Hi Lee,
Sorry, the answer is still no, and likely to remain so. That would be a pretty fundamental redesign of Skyline's UI and internals. With our limited resources it's just not likely to become a priority.
That said, if you could come up with some way to trick Skyline into doing that, in the spirit of the early adopters who first fooled Skyline into small molecule work with fanciful "peptide" modifications, you'd be a hero. No idea what that would look like though.
Wish I had a better answer for you!
Brian Pratt |
Let me just add that for DDA, the only access to these spectra in Skyline would come from building a spectral library, where the spectrum and retention time would be recorded and then matched to your precursor during MS1 chromatogram extraction, where the spectrum retention time would get used in peak picking.
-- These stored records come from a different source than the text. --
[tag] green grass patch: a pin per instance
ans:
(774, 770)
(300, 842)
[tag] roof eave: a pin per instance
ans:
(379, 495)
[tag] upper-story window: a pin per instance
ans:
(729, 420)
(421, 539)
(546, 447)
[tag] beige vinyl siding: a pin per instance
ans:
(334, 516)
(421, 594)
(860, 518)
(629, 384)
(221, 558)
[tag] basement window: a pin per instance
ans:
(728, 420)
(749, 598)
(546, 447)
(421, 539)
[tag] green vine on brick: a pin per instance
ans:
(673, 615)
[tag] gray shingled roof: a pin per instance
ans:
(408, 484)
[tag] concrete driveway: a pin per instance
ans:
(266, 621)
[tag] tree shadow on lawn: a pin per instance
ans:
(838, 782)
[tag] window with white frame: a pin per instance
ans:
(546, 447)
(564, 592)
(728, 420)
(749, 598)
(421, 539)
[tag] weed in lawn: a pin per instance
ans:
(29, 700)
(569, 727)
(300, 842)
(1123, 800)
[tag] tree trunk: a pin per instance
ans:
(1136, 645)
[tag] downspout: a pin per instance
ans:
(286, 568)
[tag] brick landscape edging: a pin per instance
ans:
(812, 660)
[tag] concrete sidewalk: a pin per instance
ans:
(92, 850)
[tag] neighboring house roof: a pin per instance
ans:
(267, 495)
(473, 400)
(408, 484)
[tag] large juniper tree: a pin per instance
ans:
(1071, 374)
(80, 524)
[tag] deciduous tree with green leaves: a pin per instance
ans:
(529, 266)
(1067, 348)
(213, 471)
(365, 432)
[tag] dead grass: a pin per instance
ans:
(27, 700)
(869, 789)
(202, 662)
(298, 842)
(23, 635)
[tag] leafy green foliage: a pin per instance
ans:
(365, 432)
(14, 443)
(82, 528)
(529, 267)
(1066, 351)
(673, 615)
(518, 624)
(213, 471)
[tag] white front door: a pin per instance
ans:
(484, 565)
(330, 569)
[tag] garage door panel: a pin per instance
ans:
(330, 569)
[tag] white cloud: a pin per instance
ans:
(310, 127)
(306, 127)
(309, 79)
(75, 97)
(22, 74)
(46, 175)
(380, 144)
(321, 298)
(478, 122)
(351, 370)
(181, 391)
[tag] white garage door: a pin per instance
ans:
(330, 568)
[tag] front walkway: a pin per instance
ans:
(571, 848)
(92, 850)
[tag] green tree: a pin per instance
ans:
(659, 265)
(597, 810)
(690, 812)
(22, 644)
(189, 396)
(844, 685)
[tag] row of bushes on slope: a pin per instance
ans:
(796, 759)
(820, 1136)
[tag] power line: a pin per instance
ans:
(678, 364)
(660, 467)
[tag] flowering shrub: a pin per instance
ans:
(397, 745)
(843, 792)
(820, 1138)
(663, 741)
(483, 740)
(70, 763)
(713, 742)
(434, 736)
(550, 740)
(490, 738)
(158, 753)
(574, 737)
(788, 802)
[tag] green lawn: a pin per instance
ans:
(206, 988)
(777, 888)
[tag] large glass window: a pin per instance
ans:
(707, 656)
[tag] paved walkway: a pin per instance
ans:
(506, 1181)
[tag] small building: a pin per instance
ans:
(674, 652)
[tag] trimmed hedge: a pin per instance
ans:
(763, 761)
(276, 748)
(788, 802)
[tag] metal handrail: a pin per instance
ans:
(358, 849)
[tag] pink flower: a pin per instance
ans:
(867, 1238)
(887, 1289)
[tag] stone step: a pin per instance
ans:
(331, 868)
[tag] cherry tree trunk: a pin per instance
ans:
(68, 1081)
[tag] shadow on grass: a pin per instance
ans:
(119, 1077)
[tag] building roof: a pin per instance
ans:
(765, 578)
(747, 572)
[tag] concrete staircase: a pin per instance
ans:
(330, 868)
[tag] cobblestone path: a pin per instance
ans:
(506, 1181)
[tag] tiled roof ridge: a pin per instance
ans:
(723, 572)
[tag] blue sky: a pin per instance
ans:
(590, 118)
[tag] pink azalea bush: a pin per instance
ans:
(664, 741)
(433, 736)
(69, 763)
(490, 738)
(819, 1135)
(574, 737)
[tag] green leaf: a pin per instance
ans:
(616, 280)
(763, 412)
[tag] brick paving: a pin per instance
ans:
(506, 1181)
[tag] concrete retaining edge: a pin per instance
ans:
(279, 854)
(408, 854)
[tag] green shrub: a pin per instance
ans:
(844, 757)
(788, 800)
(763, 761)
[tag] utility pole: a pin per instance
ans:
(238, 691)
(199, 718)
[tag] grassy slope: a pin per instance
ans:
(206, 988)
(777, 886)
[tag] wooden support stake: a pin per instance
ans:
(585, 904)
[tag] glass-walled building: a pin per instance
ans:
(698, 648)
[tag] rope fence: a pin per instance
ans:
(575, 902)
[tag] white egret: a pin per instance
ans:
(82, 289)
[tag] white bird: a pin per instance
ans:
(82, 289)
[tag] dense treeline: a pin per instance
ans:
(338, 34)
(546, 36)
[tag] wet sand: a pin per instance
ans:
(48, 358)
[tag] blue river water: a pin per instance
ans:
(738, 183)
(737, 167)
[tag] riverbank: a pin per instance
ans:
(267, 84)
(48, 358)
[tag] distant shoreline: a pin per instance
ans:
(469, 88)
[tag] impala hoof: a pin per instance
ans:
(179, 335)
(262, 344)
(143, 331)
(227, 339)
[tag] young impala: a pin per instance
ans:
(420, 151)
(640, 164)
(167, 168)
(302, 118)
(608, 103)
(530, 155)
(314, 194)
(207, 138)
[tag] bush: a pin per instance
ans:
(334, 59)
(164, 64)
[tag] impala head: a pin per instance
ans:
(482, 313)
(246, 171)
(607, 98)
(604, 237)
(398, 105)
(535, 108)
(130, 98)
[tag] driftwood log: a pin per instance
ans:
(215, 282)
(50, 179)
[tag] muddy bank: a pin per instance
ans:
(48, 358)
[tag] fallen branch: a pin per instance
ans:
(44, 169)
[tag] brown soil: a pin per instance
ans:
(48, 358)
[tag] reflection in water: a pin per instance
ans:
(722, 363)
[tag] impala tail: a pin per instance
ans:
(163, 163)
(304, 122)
If you can come up with a way of creating a SSL (tab delimited) small molecule library specification that mapped you precursors of interest to your MS3 spectra of interest, this should work without a lot of change to the internals of Skyline itself. Skyline only cares about the matched molecule, matched spectrum and the retention time.
It would take a lot more work to do PRM from MS3 in Skyline, but I would expect you could fake BiblioSpec into building the spectral library you want and then just use it for MS1 extraction. I don't know whether BiblioSpec cares what MS level a spectrum is. I think it will take any spectrum listed in the SSL file regardless of level. But if level turned out to be a problem, I expect that would be an easy fix. Or you might be able to figure out some kind of conversion of an mzML file that faked the spectrum level as 2, if that were necessary.
Anyway, for what it sounds like you are asking, I think there should be a solution. What would be hard would be asking Skyline to extract chromatograms from MS3 spectra. But, it doesn't sound like you are asking for that.